苦手な方は、テントの中に入る前までと、最後の二行だけお読みください。



「それにしても、怪我人の数が多すぎるな……。外にはこんなに人が住んでいたのか」

「それもありますが、お祭りの時は毎年深夜まで酒盛りをしている人が多いんです。広場で騒ぐと注意を受けるので、外に集まるんです。それに宿に泊まるお金がない見物客は、野営をしますので」


 ナッシュさんがそう教えてくれる。


 なるほど、深夜まで外にいたからワイバーンの標的になってしまったのか。

 年に一度のお祭りで羽目を外したい気持ちは分かるが、今回ばかりは運が悪かったようだ。


「カイト、私お手伝いしてきて良いかしら」


 セーラは立ち上がると、俺を見上げた。

 もうかなりの魔法を使った後だし、明日は一日中移動だから休んでもらいたい気持ちはあるが、この状況は放っておけないよな。


「あぁ、俺も手伝うよ」

「僕も手伝いましょう。包帯くらいなら巻けますよ」


 三人で手伝う意思を確認し合うと、村人からも手伝いたいと声が上がった。

 怪我の手当以外にも避難者の寝床の設営などもあるので、人手はいくらでも必要そうだ。


「明日は移動があるので各自、無理の範囲で手伝ってから家に戻ってください」


 そう指示を出すと皆、各自で出来そうな手伝いに向かった。


「俺達はあの辺りかな」


 視線の先には、ヒーラーと思われる杖を持った魔法使いが、何人も治療をしているのが見える。
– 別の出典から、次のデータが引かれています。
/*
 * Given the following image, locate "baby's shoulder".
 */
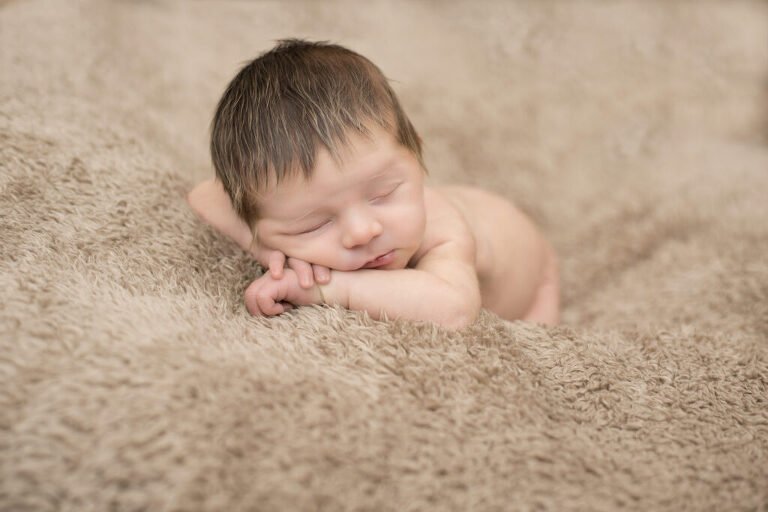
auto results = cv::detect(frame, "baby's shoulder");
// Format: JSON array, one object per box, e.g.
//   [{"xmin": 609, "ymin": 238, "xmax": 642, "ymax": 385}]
[{"xmin": 411, "ymin": 187, "xmax": 475, "ymax": 266}]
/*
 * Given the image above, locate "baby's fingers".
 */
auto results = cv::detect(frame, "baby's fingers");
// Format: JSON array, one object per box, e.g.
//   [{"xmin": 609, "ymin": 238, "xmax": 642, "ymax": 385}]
[
  {"xmin": 312, "ymin": 265, "xmax": 331, "ymax": 284},
  {"xmin": 269, "ymin": 251, "xmax": 285, "ymax": 279},
  {"xmin": 288, "ymin": 258, "xmax": 315, "ymax": 289}
]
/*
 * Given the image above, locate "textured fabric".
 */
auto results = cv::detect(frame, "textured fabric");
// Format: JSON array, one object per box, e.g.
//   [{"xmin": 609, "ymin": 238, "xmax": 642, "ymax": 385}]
[{"xmin": 0, "ymin": 0, "xmax": 768, "ymax": 511}]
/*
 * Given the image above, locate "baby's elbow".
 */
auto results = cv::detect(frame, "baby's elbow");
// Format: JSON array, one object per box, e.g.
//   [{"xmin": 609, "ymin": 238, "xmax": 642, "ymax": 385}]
[{"xmin": 443, "ymin": 297, "xmax": 480, "ymax": 331}]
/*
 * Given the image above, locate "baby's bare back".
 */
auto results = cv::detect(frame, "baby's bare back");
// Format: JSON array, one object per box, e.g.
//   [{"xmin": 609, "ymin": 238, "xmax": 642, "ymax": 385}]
[{"xmin": 426, "ymin": 185, "xmax": 557, "ymax": 323}]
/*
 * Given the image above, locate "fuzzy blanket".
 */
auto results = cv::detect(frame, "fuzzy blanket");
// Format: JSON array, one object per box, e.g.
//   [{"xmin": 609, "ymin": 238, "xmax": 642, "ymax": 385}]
[{"xmin": 0, "ymin": 0, "xmax": 768, "ymax": 511}]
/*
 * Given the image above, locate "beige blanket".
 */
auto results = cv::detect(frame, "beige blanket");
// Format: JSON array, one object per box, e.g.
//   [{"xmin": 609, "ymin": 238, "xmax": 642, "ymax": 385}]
[{"xmin": 0, "ymin": 0, "xmax": 768, "ymax": 511}]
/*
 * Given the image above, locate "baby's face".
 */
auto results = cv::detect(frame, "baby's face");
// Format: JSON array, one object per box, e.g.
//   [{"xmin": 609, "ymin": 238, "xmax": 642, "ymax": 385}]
[{"xmin": 256, "ymin": 125, "xmax": 426, "ymax": 270}]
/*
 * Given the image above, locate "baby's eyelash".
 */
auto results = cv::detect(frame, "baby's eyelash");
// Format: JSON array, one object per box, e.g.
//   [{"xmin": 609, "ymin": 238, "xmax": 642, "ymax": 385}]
[
  {"xmin": 371, "ymin": 185, "xmax": 400, "ymax": 201},
  {"xmin": 298, "ymin": 220, "xmax": 330, "ymax": 235}
]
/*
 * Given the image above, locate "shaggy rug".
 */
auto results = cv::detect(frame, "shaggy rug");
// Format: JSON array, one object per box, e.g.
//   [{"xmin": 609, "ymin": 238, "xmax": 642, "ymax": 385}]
[{"xmin": 0, "ymin": 0, "xmax": 768, "ymax": 511}]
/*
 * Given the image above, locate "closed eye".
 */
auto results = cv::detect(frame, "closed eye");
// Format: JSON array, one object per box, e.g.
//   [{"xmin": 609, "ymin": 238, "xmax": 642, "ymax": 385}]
[{"xmin": 296, "ymin": 220, "xmax": 331, "ymax": 235}]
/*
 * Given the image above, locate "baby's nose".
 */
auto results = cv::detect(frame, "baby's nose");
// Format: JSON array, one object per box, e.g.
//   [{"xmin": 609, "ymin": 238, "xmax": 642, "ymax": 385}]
[{"xmin": 342, "ymin": 208, "xmax": 383, "ymax": 249}]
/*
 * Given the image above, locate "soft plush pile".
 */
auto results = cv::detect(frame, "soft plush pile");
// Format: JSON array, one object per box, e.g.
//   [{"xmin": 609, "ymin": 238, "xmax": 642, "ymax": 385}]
[{"xmin": 0, "ymin": 0, "xmax": 768, "ymax": 511}]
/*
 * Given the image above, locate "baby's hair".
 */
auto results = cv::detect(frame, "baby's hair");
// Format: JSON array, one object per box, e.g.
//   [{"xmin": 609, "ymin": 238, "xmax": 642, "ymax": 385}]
[{"xmin": 211, "ymin": 39, "xmax": 426, "ymax": 230}]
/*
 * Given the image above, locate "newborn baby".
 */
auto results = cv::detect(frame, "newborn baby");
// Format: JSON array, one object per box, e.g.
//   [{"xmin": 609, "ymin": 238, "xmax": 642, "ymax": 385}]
[{"xmin": 188, "ymin": 40, "xmax": 559, "ymax": 329}]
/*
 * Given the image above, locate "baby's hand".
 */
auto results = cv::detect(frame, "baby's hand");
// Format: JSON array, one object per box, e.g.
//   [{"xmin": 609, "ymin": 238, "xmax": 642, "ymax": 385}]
[
  {"xmin": 254, "ymin": 234, "xmax": 331, "ymax": 289},
  {"xmin": 268, "ymin": 250, "xmax": 331, "ymax": 289},
  {"xmin": 245, "ymin": 268, "xmax": 323, "ymax": 316}
]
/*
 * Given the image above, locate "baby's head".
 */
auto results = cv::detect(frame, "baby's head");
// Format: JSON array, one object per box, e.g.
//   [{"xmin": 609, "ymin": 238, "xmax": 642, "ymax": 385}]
[{"xmin": 211, "ymin": 40, "xmax": 426, "ymax": 270}]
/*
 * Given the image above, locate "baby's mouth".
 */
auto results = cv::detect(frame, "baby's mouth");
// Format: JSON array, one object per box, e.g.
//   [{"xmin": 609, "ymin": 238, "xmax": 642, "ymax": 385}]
[{"xmin": 360, "ymin": 249, "xmax": 395, "ymax": 268}]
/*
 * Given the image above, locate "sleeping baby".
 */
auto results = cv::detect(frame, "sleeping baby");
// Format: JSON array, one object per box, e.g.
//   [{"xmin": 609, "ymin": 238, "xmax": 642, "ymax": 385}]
[{"xmin": 188, "ymin": 40, "xmax": 559, "ymax": 329}]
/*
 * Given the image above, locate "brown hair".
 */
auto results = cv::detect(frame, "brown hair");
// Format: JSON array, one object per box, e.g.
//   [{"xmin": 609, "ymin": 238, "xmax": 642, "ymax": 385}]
[{"xmin": 211, "ymin": 39, "xmax": 426, "ymax": 229}]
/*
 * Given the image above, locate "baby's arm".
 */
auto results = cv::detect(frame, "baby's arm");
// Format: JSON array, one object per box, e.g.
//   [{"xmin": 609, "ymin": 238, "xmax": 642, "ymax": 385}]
[
  {"xmin": 187, "ymin": 179, "xmax": 330, "ymax": 288},
  {"xmin": 245, "ymin": 238, "xmax": 480, "ymax": 329}
]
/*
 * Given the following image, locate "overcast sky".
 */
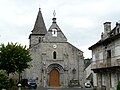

 おそらく魔法の治療が必要なレベルの人達が集められているのだろう。


「そうね、行ってみましょう」


 セーラを先頭に俺達三人は、白衣を着て指示を出している男性の元へ向かった。


「お忙しいところ申し訳ありません。私もヒーラーなのでお手伝いさせてください」


 セーラがそう申し出ると、白衣の男性は「おお!それはありがたい!」と両手を広げオーバーリアクションで歓迎してくれた。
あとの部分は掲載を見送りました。